The very space in which the hero of the song exists, according to Shadzhanova, closes around him, enclosing the latter in the center of a closed cycle ("... and so year after year goes by", "for the hundredth time..."). Because of this feeling, the protagonist again feels hopeless and uncertain ("maybe there will be at least a day..."), from which, it would seem, he has freed himself. Shadzhanova suggests that it is precisely this change that is connected with the feeling of approaching death that haunted Tsoi ("life will pass").

According to N. K. Nezhdanova, the song "Summer Will End" ("Waiting for an Answer") is permeated with irony. The very existence in peace is described in the song ironically: "We eat for a day, and drink for three / And, in general, we live happily." The phrase "Rain outside the window" in the song speaks of the existence of another world, where well-being is immoral. In the song, Viktor Tsoi's protagonist is closer to rain, it is his weather.

== Personnel ==

- Viktor Tsoi - vocals
- Yuri Kasparyan  - lead guitar, backing vocals
- Igor Tikhomirov  - bass guitar, synth bass
- Georgy Guryanov - "Yamaha RX-5" drum machine programming

== In art ==
The final credits of Kirill Serebrennikov's film "Leto" about the young Viktor Tsoi and the Leningrad underground rock culture of the early 1980s are accompanied by the song Konchitsya leto.

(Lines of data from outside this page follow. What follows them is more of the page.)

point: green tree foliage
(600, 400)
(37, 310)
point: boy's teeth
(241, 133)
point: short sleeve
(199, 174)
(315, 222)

The song gave the title to the Russian-Kazakh film "Summer is Ending" (2023). The Kino TV channel reviewed the film, in which Ekaterina Zagvozdkina noted: "The film itself begins with a concert of Viktor Tsoi in the city of Almaty, and ends the day after his death, on August 15, 1990. This time is the Tsoi era, or rather, its very end, but the film tells a different story. One of the heroes, the leader of the yard punks, is a copy of Tsoi".

== Performances by other musicians ==

- In 2000, the song was recorded by the group "Kukryniksy" for the tribute project "KINOproby".
- In 2012, at the concert “Viktor Tsoi. 50 years!” in the Olympic SC, the song was performed by the groups “Kukryniksy” and “U-Piter”.
- In 2018, Leonid Agutin created his own version of the song together with the group "Esperanto", adding trumpets and additional drums to it. Agutin also shot a video for the song with footage from the festival "KINOproby. Solstice" in Okulovka.
- In 2018, a studio version of the song was released by Neuromonk Feofan together with Daniil Svetlov, who first performed it at the KINOproby. Solstice festival in Okulovka that same year.